When it was over, another side of his personality emerged. He became a Tooth Policeman, and I had been well and truly pulled over to the curb. He scolded me, made me feel small, irresponsible, and immature. I nodded and promised and nodded and promised, thinking, Please, Officer, give me one more chance, set me loose on my own recognizance. Eventually he did, but when I got home my hands were shaking and the gauze pads that came out of my jaw weren’t pretty. I spent the day gobbling pain-killers and antibiotics and drinking myself silly with bourbon.

In the morning I got back to work, but that tremor of apprehension was still singing in my water.

“One more day,” I said to myself. “I’ll be able to get this in the mail tonight, and one more day won’t matter.”

The gambler who puts his last hundred on odd and watches the ball hop decisively into slot 18 will tell you he knew it was a losing bet the instant the chip left his hand. He knew it, felt it. But of course if it had taken one more hop and landed in 19, he would cheerfully admit that such presentiments often prove to be wrong.

Mine was not.

From the head of the hallway, I saw an industrial-sized floor scrubber parked outside Ishmael’s half-open door. Before I could get there, a middle-aged man in a gray uniform backed out and started locking up. I called to him to wait.

“What are you doing?” I asked, somewhat inelegantly, when he was in range of a normal tone of voice.

It didn’t really deserve an answer, and he didn’t give me one.

“Look,” I said, “I know it’s none of my business, but would you mind telling me what’s going on here?”

He looked at me as if I were a roach he was sure he’d killed a week ago. Nonetheless, he finally worked his mouth a bit and let a few words through: “Getting the place ready for a new tenant.”

“Ah,” I said. “But, uh, what happened to the old tenant?”

He shrugged indifferently. “Got evicted, I guess.
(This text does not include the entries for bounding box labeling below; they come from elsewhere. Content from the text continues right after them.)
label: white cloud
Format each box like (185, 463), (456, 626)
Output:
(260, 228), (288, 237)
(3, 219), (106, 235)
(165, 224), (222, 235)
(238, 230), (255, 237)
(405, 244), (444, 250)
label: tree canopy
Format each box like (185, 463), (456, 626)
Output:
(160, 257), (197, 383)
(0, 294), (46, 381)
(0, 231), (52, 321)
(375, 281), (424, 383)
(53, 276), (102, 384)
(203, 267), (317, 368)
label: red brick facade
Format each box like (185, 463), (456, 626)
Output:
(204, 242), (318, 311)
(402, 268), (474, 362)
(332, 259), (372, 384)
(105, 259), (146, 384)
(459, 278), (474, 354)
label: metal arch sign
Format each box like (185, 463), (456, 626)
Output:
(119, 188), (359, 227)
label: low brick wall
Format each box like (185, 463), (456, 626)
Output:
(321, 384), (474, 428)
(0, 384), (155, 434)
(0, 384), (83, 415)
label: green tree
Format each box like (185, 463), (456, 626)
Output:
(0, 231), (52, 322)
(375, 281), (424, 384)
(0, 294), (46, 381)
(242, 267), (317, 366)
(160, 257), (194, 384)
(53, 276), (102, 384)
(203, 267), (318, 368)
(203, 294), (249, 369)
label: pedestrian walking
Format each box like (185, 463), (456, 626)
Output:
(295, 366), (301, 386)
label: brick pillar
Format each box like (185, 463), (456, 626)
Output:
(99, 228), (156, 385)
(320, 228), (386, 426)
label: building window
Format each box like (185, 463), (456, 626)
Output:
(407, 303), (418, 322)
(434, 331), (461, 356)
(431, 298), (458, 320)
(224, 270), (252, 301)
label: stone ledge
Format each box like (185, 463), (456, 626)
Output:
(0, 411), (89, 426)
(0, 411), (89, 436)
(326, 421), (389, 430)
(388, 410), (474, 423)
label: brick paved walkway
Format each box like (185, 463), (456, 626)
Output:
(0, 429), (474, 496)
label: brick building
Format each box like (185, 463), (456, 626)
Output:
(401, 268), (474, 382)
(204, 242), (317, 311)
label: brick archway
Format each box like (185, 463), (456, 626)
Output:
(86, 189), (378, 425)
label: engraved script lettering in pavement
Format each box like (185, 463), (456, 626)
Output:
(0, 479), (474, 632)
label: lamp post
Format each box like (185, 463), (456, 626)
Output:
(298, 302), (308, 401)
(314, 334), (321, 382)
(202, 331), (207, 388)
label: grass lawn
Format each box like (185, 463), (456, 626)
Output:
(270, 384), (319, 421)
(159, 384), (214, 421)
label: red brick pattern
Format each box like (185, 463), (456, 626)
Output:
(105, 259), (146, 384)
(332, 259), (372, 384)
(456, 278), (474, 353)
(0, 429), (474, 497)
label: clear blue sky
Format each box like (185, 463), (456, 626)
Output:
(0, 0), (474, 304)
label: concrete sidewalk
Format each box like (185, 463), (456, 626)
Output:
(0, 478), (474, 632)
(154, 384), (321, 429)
Wasn’t paying her rent.”

“Her rent?” I had momentarily forgotten that Ishmael was not his own caretaker.

He gave me a doubtful look. “Thought you knew the lady.”

“No, I knew the uh … the uh …”

He stood

there blinking at me.

“Look,” I said again, floundering, “there’s probably a note in there for me, or something.”

“Ain’t nothin’ at all in there now, ‘cept a bad smell.”

“Would you mind if I had a look for myself?”

He turned back to the door and locked it. “You talk to the management about it, okay? I got things to do.”

2

“The management,” in the person of a receptionist, couldn’t think of any reason why I should be given access to that office or anything else, including information of any kind, on any subject, beyond what I already knew: that the tenant had failed to keep up with the rent and had accordingly been evicted. I tried to unnerve her with a piece of truth, but she rejected scornfully my suggestion that a gorilla had once occupied the premises.

“No such animal has ever been kept—or ever will be kept—on any property managed by this firm.”